It's that time of year - winter wants to wind down and spring can't wait to get here. All this anxiousness to get outside and shoot made me think back on a couple things.
One, I remembered what an amazing day I had last summer up on Mount Evans here in Colorado. I spent all day shooting, flying my DJI (successfully at 14,000', I might add) and driving up and down the treacherous, but wonderful road. If you haven't made the trek up there, do it this summer. You won't be disappointed!

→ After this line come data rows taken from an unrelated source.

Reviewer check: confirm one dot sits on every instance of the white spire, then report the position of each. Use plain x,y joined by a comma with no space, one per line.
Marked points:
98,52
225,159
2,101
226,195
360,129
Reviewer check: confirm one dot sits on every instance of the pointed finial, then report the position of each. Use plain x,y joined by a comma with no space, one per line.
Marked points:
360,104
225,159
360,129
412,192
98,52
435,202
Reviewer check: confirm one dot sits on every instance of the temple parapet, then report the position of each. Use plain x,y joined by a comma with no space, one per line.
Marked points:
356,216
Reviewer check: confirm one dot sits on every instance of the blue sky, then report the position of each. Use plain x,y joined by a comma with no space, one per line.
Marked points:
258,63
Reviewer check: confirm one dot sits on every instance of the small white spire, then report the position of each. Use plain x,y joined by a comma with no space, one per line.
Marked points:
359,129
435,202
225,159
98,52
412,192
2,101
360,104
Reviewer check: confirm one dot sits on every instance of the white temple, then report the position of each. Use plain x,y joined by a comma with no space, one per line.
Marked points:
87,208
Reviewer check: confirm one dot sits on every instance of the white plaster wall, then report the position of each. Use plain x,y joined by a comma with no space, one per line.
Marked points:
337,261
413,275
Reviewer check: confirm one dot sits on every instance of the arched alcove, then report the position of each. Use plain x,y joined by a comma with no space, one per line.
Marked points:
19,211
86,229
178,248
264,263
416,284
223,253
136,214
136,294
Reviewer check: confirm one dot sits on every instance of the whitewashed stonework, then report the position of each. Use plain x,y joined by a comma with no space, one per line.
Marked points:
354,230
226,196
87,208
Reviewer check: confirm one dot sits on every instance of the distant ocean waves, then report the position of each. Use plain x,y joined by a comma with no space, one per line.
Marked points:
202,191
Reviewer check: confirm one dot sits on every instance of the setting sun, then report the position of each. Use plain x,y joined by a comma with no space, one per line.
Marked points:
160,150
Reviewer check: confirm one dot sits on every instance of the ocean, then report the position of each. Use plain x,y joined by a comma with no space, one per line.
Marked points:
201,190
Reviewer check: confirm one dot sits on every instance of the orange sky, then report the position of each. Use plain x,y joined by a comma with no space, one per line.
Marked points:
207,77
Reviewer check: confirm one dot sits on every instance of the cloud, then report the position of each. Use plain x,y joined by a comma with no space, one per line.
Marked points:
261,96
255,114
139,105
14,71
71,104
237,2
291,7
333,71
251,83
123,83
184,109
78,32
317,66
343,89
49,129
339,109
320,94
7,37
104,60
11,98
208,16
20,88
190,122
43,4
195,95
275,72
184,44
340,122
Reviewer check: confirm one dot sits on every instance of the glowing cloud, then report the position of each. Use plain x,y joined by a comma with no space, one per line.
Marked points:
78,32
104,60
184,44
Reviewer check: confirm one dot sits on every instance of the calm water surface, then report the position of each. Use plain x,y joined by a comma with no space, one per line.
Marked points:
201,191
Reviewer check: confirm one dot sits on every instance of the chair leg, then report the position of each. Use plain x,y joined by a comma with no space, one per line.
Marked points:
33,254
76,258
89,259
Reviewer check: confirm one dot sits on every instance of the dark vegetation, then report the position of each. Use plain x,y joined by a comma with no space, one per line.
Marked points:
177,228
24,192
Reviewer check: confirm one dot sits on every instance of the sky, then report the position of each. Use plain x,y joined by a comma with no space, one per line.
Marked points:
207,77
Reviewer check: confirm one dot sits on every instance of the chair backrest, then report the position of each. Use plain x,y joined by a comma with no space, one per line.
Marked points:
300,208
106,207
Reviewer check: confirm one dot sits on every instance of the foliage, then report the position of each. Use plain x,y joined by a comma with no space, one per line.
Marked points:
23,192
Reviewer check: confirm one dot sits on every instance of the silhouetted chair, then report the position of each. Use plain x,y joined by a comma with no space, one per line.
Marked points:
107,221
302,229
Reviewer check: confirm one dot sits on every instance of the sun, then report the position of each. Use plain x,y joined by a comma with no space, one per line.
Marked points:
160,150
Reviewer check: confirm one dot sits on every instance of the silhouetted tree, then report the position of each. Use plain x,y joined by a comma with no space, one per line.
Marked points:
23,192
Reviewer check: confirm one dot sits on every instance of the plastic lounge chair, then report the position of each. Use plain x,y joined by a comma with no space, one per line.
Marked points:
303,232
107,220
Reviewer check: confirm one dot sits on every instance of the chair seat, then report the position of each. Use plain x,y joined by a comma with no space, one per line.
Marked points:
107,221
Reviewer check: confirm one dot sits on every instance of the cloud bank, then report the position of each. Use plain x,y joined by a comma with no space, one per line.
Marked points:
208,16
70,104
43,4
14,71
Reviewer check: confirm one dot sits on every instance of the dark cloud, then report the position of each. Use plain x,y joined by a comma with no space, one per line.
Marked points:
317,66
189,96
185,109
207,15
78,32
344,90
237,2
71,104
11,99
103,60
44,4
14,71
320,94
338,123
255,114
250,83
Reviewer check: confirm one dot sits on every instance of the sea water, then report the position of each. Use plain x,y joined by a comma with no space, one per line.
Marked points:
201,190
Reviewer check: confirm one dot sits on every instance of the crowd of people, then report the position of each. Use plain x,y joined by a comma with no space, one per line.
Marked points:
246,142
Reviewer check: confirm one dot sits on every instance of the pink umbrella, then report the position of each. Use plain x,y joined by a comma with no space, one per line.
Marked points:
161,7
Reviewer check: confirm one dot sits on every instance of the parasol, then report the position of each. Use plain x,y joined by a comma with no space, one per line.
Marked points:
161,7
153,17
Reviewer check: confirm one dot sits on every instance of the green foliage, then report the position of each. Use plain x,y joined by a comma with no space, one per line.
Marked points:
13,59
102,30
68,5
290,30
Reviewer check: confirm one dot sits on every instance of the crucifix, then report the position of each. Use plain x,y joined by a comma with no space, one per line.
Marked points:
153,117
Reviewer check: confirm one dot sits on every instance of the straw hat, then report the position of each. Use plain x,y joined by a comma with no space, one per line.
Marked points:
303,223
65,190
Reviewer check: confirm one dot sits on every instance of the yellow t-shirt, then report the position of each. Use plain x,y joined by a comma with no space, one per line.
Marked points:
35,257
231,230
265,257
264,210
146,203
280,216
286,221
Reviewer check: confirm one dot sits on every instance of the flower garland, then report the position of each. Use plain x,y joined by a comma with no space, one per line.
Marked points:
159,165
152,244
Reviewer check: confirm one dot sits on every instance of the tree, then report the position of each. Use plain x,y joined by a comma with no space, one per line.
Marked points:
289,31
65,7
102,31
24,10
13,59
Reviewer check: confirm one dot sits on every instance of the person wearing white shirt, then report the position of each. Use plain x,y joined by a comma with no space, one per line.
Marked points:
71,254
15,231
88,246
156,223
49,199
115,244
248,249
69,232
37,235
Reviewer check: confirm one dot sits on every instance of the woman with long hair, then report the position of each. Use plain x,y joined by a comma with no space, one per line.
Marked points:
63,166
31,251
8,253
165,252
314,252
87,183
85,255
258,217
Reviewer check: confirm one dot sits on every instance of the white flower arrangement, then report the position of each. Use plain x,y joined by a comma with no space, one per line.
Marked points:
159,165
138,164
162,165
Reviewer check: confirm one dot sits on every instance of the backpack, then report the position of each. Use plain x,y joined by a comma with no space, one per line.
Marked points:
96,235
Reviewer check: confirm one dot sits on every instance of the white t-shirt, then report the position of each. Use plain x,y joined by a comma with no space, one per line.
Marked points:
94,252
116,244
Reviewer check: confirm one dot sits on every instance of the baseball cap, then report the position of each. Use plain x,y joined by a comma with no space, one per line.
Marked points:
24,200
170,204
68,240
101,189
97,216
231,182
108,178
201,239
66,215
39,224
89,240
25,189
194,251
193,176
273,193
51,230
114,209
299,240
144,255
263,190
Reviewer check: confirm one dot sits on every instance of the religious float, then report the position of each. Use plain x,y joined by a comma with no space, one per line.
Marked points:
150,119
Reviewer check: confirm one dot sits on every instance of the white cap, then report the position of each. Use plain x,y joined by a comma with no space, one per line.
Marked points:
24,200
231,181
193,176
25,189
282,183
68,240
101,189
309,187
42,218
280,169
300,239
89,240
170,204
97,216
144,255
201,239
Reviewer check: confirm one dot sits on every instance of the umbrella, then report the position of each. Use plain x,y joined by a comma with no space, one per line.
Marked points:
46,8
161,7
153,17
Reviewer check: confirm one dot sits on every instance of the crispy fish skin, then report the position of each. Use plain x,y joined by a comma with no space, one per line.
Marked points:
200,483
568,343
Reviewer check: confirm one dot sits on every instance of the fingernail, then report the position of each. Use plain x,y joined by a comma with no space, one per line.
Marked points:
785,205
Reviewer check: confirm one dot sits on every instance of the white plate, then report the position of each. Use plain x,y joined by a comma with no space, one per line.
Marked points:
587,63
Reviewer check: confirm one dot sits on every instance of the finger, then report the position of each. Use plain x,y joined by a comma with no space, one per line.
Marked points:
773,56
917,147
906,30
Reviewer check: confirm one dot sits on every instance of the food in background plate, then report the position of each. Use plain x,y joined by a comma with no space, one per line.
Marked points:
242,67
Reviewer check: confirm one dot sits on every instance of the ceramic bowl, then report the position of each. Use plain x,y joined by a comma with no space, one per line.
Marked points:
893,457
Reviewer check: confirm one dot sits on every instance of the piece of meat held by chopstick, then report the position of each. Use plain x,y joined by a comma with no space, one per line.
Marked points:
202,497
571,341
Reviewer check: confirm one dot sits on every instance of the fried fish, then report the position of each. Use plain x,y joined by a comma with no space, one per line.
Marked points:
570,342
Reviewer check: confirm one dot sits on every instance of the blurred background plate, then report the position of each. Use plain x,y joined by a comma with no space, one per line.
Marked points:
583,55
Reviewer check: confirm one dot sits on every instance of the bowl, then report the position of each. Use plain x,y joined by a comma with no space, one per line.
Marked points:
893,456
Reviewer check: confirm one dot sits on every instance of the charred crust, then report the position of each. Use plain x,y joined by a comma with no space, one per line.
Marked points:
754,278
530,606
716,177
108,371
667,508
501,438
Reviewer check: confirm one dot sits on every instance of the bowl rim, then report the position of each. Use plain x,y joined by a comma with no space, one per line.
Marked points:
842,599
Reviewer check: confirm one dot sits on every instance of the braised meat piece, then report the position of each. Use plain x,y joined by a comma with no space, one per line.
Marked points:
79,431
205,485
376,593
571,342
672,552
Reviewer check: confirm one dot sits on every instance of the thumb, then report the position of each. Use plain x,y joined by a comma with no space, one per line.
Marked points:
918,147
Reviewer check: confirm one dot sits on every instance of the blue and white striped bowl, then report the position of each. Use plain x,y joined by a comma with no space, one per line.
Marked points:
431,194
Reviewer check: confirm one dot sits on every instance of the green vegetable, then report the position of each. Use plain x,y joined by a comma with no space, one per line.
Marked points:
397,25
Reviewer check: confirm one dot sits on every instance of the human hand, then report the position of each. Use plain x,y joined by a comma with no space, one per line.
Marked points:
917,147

The other thing that came to mind was a software suite I used back when I was working at CP+B called Nik. They were filter plugins for Photoshop and they were not cheap. I was mostly only used Silver Efex - and you could get some structure contrast with that tool like nothing else. It was perfect for that super micro-contrasty style. When I left CP+B I also left my access to the software behind.
But today, out of curiosity, I decided to see if the plugins were still being developed. To my surprise I saw that Google bought the suite and is now offering the full set of plugin tools for free for both Mac and PC, and they work with both Lightroom and Photoshop.
The Silver Efex works just as I remember, offering the ability to easily set regional masked adjustments as well as choose from pre-defined looks that you can tune and save to your heart's content. Some of it feels gimmicky, but the structure controls really dig into your image in ways I've never seen any other software do. In addition to Silver Efex the software comes with Analog Efex (mimics film stocks - but I'm not sure anyone can mach VSCO), Color Efex (color correction), Viveza (selective color adjustments), Dfine (strong camera-calibrated noise reduction tool), and Sharpener (damn good sharpening - though nothing beats a high-pass filter in Photoshop, if you ask me).
Anyway, download the suite now that it's free. You'll dig it fo sho.